The next step would be to add an entry point to the native_emu module for above mentioned native method stub.

To define the entry point, modify cpu.c as follows:

#include <memory.h>
#include <jni.h>

    jchar acc = 0;
    jchar xReg = 0;
    jchar yReg = 0;
    int pc = 0;
    int zeroFlag = 0;
    int negativeFlag = 0;



    void step() {
        int opCode = memory_read(pc);
        int address;
        pc++;
        switch (opCode) {
            case 0xa9:
                acc = memory_read(pc);
                zeroFlag = (acc == 0) ? 1 : 0;
                negativeFlag = ((acc & 0x80) != 0) ? 1 : 0;
                pc++;
            break;
            case 0x85:
                address = memory_read(pc);
                memory_write(address, acc);
                pc++;
            break;
        }
    }

void
Java_com_johan_emulator_MainActivity_step(JNIEnv* pEnv, jobject pObj)
{
  step();
}

So, basically we define the entry point method and within it we invoke the actual step method.

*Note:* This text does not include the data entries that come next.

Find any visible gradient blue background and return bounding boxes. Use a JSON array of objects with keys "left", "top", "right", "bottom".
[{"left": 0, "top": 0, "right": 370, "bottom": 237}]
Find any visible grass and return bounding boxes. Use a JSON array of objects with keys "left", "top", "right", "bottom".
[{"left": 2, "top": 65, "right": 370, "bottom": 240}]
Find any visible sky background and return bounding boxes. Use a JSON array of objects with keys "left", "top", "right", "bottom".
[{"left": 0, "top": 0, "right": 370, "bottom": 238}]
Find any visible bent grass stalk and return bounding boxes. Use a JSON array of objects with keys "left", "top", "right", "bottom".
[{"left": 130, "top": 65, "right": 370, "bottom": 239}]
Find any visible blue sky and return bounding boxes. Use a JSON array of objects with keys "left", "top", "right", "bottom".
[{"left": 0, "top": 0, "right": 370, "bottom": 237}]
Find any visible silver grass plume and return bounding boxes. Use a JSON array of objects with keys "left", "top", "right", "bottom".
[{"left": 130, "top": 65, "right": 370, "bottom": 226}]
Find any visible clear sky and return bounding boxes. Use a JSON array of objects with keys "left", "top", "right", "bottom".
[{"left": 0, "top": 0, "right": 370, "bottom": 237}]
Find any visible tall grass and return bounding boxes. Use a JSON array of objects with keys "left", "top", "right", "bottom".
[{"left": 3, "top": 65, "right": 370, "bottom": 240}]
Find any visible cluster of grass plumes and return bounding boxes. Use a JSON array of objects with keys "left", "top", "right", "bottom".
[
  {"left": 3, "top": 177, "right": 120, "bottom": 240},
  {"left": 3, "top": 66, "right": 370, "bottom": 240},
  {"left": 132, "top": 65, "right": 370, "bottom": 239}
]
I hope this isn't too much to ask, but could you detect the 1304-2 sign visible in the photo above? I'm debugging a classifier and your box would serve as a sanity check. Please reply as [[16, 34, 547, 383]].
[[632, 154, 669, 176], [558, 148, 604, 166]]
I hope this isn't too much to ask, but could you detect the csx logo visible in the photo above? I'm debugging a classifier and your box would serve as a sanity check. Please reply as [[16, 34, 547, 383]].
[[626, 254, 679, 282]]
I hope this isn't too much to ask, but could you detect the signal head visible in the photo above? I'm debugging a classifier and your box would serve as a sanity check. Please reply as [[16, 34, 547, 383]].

The signature of the entry point is very interesting. First of all, for these kind of methods you will always have at least the two shown parameters. You will always have these two parameters even if the method is invoked from the side without any parameters.

You will also see that entry point method has a very long name. How this method is composed is very important for JNI entry point methods.

Firstly, the method needs to start with the word Java. The rest of the method name is a fully package name qualified name of the Java native stub method. Note, however, that we use underscores and not dots.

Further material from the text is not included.